Enabling Replication Between Clusters in Different Kerberos Realms

Minimum Required Role: Cluster Administrator (also provided by Full Administrator)

To enable replication between clusters that reside in different Kerberos realms, additional setup steps are required to ensure that the source and destination clusters can communicate.

Ports

When using BDR with Kerberos authentication enabled, BDR requires all the ports listed on the following page: Port Requirements for Backup and Disaster Recovery.

Additionally, the port used for the Kerberos KDC Server and KRB5 services must be open to all hosts on the destination cluster. By default, this is port 88.
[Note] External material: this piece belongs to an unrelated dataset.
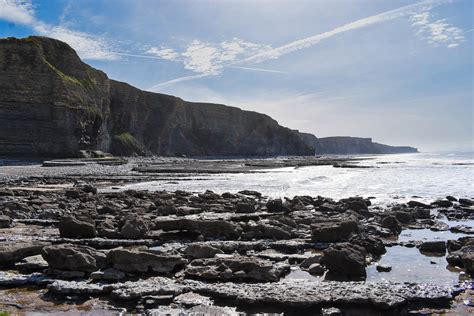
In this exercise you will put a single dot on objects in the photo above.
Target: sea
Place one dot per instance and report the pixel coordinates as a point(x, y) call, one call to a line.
point(391, 178)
Considerations for Realm Names

If the source and destination clusters each use Kerberos for authentication, use one of the following configurations to prevent conflicts when running replication jobs:
  • If the clusters do not use the same KDC (Kerberos Key Distribution Center), Cloudera recommends that you use different realm names for each cluster. Additionally, if you are replicating across clusters in two different realms, see the steps for HDFS and Hive replication later in this topic to setup trust between those clusters.
  • You can use the same realm name if the clusters use the same KDC or different KDCs that are part of a unified realm, for example where one KDC is the master and the other is a slave KDC.

HDFS Replication

  1. On the hosts in the destination cluster, ensure that the krb5.conf file (typically located at /etc/kbr5.conf) on each host has the following information:
    • The kdc information for the source cluster's Kerberos realm. For example:
      [realms]
       SOURCE.MYCO.COM = {
        kdc = src-kdc-1.src.myco.com:88
        admin_server = src-kdc-1.src.myco.com:749
        default_domain = src.myco.com
       }
       DEST.MYCO.COM = {
        kdc = dest-kdc-1.dest.myco.com:88
        admin_server = dest-kdc-1.dest.myco.com:749
        default_domain = dest.myco.com
       }
    • Domain/host-to-realm mapping for the source cluster NameNode hosts. You configure these mappings in the [domain_realm] section. For example, to map two realms named SRC.MYCO.COM and DEST.MYCO.COM, to the domains of hosts named hostname.src.myco.com and hostname.dest.myco.com, make the following mappings in the krb5.conf file:
      [domain_realm]
       .src.myco.com = SRC.MYCO.COM
       src.myco.com = SRC.MYCO.COM
       .dest.myco.com = DEST.MYCO.COM
       dest.myco.com = DEST.MYCO.COM
  2. On the destination cluster, use Cloudera Manager to add the realm of the source cluster to the Trusted Kerberos Realms configuration property:
    1. Go to the HDFS service.
    2. Click the Configuration tab.
    3. In the search field type "Trusted Kerberos" to find the Trusted Kerberos Realms property.
    4. Enter the source cluster realm.
    5. Click Save Changes to commit the changes.
  3. If your Cloudera Manager release is 5.0.1 or lower, restart the JobTracker to enable it to pick up the new Trusted Kerberos Realm settings. Failure to restart the JobTracker prior to the first replication attempt may cause the JobTracker to fail.

Hive/Impala Replication

  1. Perform the procedure described in the previous section, including restarting the JobTracker.
  2. On the hosts in the source cluster, ensure that the krb5.conf file on each host has the following information:
    • The kdc information for the destination cluster's Kerberos realm.
    • Domain/host-to-realm mapping for the destination cluster NameNode hosts.
  3. On the source cluster, use Cloudera Manager to add the realm of the destination cluster to the Trusted Kerberos Realms configuration property.
    1. Go to the HDFS service.
    2. Click the Configuration tab.
    3. In the search field type "Trusted Kerberos" to find the Trusted Kerberos Realms property.
    4. Enter the destination cluster realm.
    5. Click Save Changes to commit the changes.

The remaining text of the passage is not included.